Wujek 8-letniego Kamilka tłumaczy się po jego śmierci. Trudno uwierzyć, co powiedział
Nie milkną echa po śmierci 8-letniego Kamilka z Częstochowy. Dziennikarze telewizyjnego programu "Uwaga" TVN skontaktowali się z wujkiem chłopca, który twierdzi, że nie zdawał sobie sprawy z jego cierpienia. – Nie było żadnych krzyków, żeby on coś normalnie powiedział, żeby zapłakał – tłumaczy Wojciech J.
Brak reakcji na cierpienie 8-latka
Do śmierci 8-letniego Kamilka przyczynił się ojczym Dawid B. (27 l.), który zakatował dziecko. Przed sądem odpowie również jego matka Magdalena B. (35 l.), która nie reagowała na długotrwałe znęcanie się nad synem.
W domu, oprócz rodziny, mieszkał jeszcze wujek i ciotka Kamilka. Co zaskakujące, domownicy twierdzą, że nie dostrzegli tego, żeby ojczym znęcał się nad chłopcem . Jak wyjaśniają, nie zdawali sobie sprawy z tego, że dziecko konało w cierpieniu…
– Cały dzień byłem w pracy. Widziałem Kamilka i pytałem się, dlaczego jest taki czerwony na twarzy. Nie wiedziałem, że jest poparzony, bo był ubrany.
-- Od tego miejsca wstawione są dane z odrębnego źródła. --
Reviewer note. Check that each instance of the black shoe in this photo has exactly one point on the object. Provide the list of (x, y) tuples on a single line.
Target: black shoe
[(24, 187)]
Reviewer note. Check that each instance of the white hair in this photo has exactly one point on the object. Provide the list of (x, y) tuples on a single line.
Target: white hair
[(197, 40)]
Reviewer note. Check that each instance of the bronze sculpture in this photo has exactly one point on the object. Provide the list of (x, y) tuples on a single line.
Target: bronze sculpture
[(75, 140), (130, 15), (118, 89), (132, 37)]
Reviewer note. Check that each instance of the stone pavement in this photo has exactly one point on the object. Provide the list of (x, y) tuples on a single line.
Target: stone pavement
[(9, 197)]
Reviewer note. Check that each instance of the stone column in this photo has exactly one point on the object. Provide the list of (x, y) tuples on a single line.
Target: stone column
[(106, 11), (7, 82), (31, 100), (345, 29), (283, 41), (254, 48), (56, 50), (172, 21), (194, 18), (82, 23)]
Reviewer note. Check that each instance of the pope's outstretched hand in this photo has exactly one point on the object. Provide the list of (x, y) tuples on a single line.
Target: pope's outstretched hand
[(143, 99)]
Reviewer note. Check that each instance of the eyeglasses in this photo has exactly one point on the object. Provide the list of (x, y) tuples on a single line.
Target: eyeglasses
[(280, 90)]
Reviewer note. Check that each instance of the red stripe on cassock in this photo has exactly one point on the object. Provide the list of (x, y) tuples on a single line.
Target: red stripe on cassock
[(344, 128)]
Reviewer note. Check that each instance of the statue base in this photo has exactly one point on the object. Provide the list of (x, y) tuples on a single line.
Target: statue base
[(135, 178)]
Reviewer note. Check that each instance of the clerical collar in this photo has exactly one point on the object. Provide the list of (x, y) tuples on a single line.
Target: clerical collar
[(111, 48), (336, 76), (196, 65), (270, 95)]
Matka mi powiedziała: – On wodą się poparzył . On wcale nie płakał. Za późno została wezwana pomoc – tłumaczył Wojciech J. w rozmowie z "Uwagą".
"Nie było żadnych krzyków"
Dziennikarka usiłowała dowiedzieć się, jak to możliwe, że mężczyzna niczego nie zauważył? – Mnie nie było, ja tego nie widziałem , bo bym nie pozwolił na to. Nie było żadnych krzyków , żeby on coś normalnie powiedział, żeby zapłakał – wyjaśniał.
To samo pytanie zadała stojącej obok kobiecie. – Pani nie było w domu wtedy? Byłam, ale u siebie w pokoju – krótko odpowiedziała ciotka 8-latka.
Małżeństwo w śmierci Kamilka nie dostrzega swojej winy. – Ja już swoje wypłakałem. Jedynie jestem winny, że inaczej nie zareagowałem, ale poza tym nie jestem winny . Bo ja tego nie zrobiłem . Nigdy temu dziecku nie zrobiłbym krzywdy – zaznaczył. – Ja też nie – dodała kobieta.
Zrozpaczona siostra 8-letniego Kamilka. "Coś we mnie umarło"
Wyemitowano również rozmowę z przybraną siostrą chłopca Magdaleną Mazurek. Z dwójki poznanych w ostatnim czasie braci pozostał jej już tylko jeden, Fabian. – Gdy dowiedział się, że Kamilek umarł, bardzo płakał. Zabrali go wcześniej z przedszkola, tak bardzo płakał – wspominała.
– Nie mam słów na to – mówiła zapłakana, po czym dodała, że czuje ogromną pustkę. – Czuję, że wewnątrz mnie coś umarło . To strasznie ciężkie – zakończyła.